Dizim ağrıyor derken dizlerini vatana feda edip de dizsiz kalanları düşünün de utanın…

Harama bakarken iki gözünü de istiklalimiz için yitirenleri hatırlayın da utanın,

İsraf sofrasında tıkınırken şarapnelin parçaladığı dişleri düşleyin de utanın,

Kadehleri ardı sıra yuvarlarken abıhayatı başka ellerden içebilenlere bakın da utanın…
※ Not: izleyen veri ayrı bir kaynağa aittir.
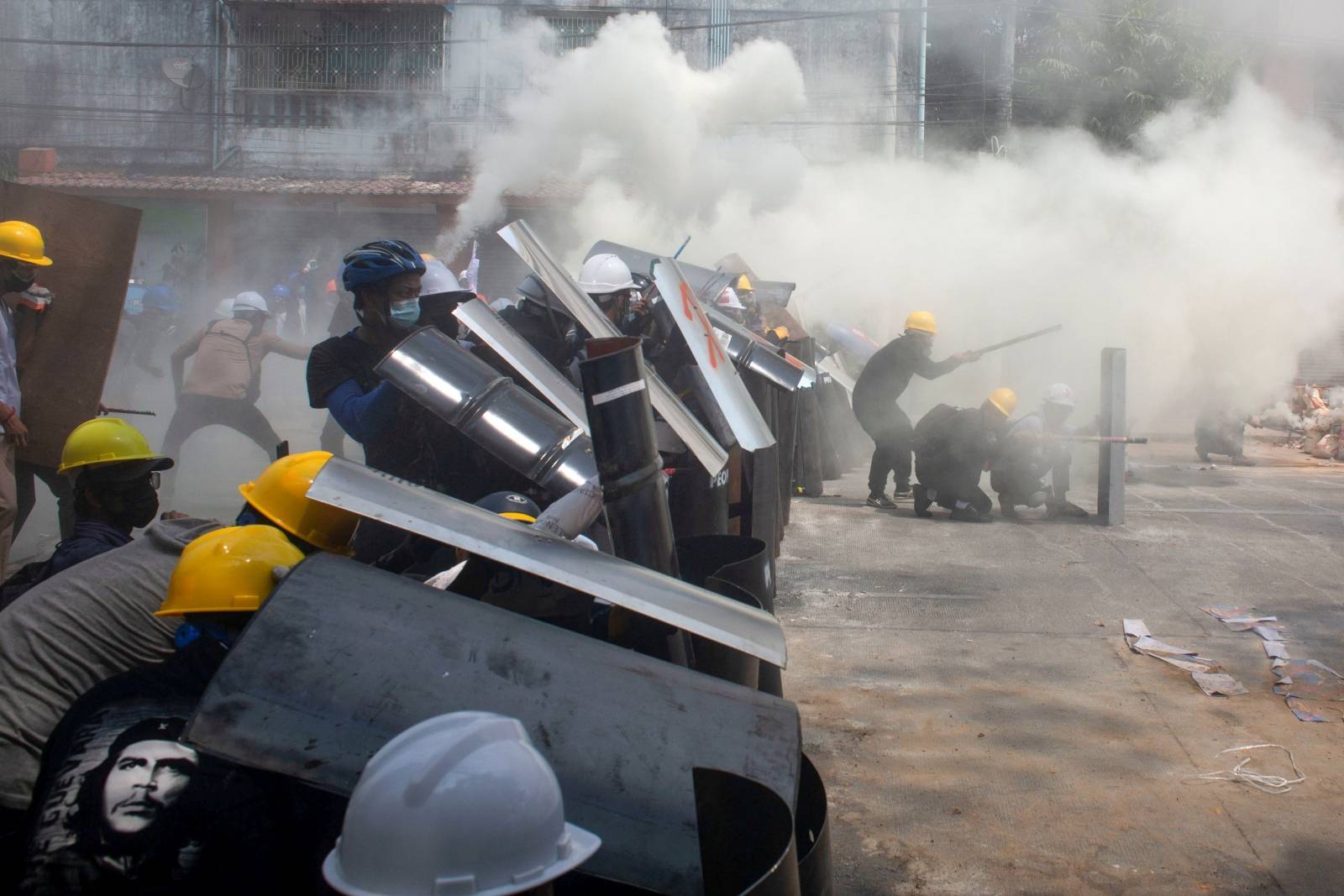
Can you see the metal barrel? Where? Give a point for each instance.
(765, 363)
(743, 562)
(635, 495)
(812, 832)
(491, 410)
(746, 837)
Yalan, dolan, talan, ağıtların eşliğinde toprağa ulaşan gözyaşları,

Gaipten bir ses huşu içinde serinletiyor gönülleri öldürüyor korkuları,

Bu vatanın uğrunda bedenini feda eden şüheda biçiyor korkuları…

Mukadderatın anlamı yeniden okunsun yüksek sesle yüce kitaptan, Suskunluğun manası yeniden öğrenilsin tevekkülü dimdik yaşayan Ahmet’in atasından,

Yara yar olmanın aşkı yeniden resmedilsin Ahmet’in ağabeyinin kartal duruşundan…

Ahmet’in yazı kışa döndü haberiniz olsun ey eğlenceden eğlenceye koşanlar,

Ümit’in sevdası tohum oldu toprağa düştü haberiniz olsun ey hevasına ağıt yakanlar,

Üsteğmen’in ayakkabıları Nusaybin hendeklerinde kaldı haberiniz olsun ey marka arayanlar,

Sendeki o vakuru gördüm ya yiğidim,

Kelimeler utansın diyorum yakılsın ansiklopediler,

Adanmışlık yer arasın bulabilirse emin bir yer saklansın evrenin en kuytu köşesinde,

İnanç, iman şahidindir laf salatası yapanlara inat meleklerle semada uçuşan,

Dağlanan ananın yüreğidir seni doğuran, emziren ve peygamber ocağına uğurlayan…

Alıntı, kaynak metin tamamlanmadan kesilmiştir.